- Texte visé : Texte de la commission sur le projet de loi, adopté par le Sénat, après engagement de la procédure accélérée, relatif à la restitution de biens culturels provenant d’États qui, du fait d’une appropriation illicite, en ont été privés (n°2408)., n° 2628-A0
- Stade de lecture : 1ère lecture (2ème assemblée saisie)
- Examiné par : Assemblée nationale (séance publique)
I. – A l’alinéa 39, après le mot :
« députés »,
insérer les mots :
« , dont un de l’opposition ».
II. – En conséquence, compléter le même alinéa 39 par les mots :
« , dont un de l’opposition ».
Par cet amendement, le groupe LFI réitère son souhait de renforcer le rôle du Parlement dans le processus de restitution, en permettant notamment aux député•es et sénateur•rices issu•es de l'opposition de pouvoir peser davantage sur la décision finale de restituer ou non un bien culturel.
En l'état actuel de la rédaction de l'article, la commission nationale des restitutions, qui se prononce sur l'opportunité ou non de répondre positivement à une demande de restitution émanant d'un Etat étranger, est composée de deux député•es et de deux sénateur•rices.
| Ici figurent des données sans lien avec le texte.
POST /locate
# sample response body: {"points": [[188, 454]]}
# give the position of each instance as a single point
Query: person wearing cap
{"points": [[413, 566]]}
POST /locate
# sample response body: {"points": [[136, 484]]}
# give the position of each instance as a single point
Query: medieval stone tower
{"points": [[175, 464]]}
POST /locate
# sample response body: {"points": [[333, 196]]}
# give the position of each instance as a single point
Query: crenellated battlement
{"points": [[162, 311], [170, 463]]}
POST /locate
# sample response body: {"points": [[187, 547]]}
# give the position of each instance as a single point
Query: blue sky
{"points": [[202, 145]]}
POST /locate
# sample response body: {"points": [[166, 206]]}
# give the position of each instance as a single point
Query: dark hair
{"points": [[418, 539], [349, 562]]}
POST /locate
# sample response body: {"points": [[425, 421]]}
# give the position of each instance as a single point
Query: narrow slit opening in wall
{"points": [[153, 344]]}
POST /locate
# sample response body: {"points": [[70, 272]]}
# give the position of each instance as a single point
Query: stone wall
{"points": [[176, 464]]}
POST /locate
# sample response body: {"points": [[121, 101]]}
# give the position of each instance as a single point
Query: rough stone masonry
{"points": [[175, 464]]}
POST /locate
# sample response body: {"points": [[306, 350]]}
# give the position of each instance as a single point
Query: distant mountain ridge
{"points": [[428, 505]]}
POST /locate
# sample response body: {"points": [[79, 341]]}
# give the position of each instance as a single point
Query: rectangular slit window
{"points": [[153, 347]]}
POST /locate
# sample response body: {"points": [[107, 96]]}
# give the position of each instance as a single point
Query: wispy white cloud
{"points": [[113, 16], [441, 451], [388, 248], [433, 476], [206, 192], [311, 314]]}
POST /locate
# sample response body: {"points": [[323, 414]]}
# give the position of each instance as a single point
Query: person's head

Or, aucune disposition ne garantit que ces membres reflèteront la diversité politique de leurs chambres respectives, et par conséquent, le risque que l'opposition soit totalement éclipsée du processus de restitution est réel. Par conséquent, nous proposons qu'un membre de chacune des chambres soit obligatoirement issu de l'opposition, ce qui permettra également de renforcer la légitimité démocratique des avis rendus, ces avis étant pris en compte dans la décision de restitution qui reste aux mains de l'exécutif.